Seeking answers to what made legalization possible in 2020 but not 2018 helps us understand the factors and arguments that made the law change finally possible. The arguments can also be highlighted and used in countries where abortion is still criminalized.
Legal abortion or secret abortion?
In addition to the perseverance of the supporters of the green wave, politicians were also influenced by new arguments in the debate. Among other things, the consequences of secret abortions were in focus in the Argentine debate, writes Katarina Bergehed, who is responsible for women's rights at Amnesty, in an article. Arguments raised by Argentine politicians who were in favor of the law change included that the criminalization of abortion mainly affects the poor, and that by criminalizing abortion, one criminalizes poverty. The debate also highlighted that the issue was no longer about being for or against abortion or about the opinions of individual politicians:
- It is about legal abortion or secret abortion, motherhood should not be forced under threats of punishment and criminalization, said Norma Durango, one of the senators.
This new focus has been successful - abortion has no longer been presented as a moral issue where one can assume a position for or against. Abortions will take place regardless and the debate has instead been about how abortions should take place under safe conditions.
The green wave sweeps on
The spill-over effect of legalization in Argentina is already visible. In many countries around the Latin America is demonstrated it's too full for easing of abortion legislation - and the demonstrations are yielding results. In Chile has the House of Commons recently approved a bill that decriminalizes abortion until the 14th week of pregnancy. The bill will now proceed. Among other things, it must be voted through in Congress in order to enter into force, but it can still be seen as a first step towards a decriminalization of abortions.

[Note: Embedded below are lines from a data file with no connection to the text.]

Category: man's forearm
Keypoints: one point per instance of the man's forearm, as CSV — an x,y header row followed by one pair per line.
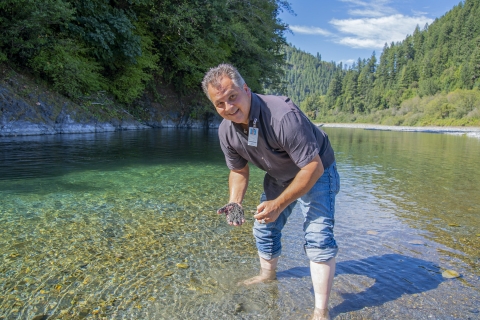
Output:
x,y
238,183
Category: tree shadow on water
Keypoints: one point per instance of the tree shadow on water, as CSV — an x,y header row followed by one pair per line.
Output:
x,y
394,275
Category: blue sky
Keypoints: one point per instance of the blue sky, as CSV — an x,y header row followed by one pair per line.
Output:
x,y
345,30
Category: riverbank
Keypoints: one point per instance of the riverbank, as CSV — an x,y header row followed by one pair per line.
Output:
x,y
468,131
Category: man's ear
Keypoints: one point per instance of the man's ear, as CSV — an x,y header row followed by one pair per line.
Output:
x,y
246,88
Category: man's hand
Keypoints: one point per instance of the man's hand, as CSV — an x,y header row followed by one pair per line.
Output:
x,y
234,213
268,211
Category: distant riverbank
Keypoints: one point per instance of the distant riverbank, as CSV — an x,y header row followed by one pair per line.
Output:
x,y
468,131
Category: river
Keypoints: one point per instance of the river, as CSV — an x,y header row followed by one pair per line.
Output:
x,y
122,225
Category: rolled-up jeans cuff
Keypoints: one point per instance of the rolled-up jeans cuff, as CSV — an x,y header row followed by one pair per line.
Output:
x,y
268,256
321,254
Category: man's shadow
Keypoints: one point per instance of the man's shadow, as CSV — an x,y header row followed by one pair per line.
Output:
x,y
394,275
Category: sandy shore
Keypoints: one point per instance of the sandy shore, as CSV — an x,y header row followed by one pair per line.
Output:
x,y
468,131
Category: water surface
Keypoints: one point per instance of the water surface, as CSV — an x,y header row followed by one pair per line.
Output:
x,y
123,225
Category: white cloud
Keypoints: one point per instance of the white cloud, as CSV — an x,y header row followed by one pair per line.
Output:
x,y
310,30
375,32
347,62
376,8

Even in Mexico, the Green Wave seems to have gained political attention. On September XNUMX, the Supreme Court ruled that it is against the constitution to criminalize abortion. The decision applies imprisonment for abortion in the state of Coahuila, but the ruling will guide the courts across the country. Hans Linde, chairman of RFSU, has in one article in on Omvärlden commented on the event:
- The fact that the court has now ruled that criminalization of abortion is contrary to the country's constitution is a huge victory, it paves the way for everyone to have the right to their body in Latin America's second most populous country, he says.
The fact that the issue has been put on the agenda in Argentina has led to it doing so in other countries as well, and successful arguments in the Argentine debate seem to have an impact in several places. The green wave has spread across the continent and hopefully legalization in Argentina was the starting point for a liberalization trend of the restrictive abortion legislation that dominates the continent.
In connection with International Abortion Day, we should pay attention to the fact that the development of the abortion issue in many parts of the world is going in the wrong direction, but we should also rejoice in and learn from the successes that are taking place. The green wave sweeping across South and Latin America is a successful movement that raises hopes for the continent's women's sexual and reproductive rights. It proves that Persistent protests and demonstrations by a united and united feminist movement can affect political leaders and create change.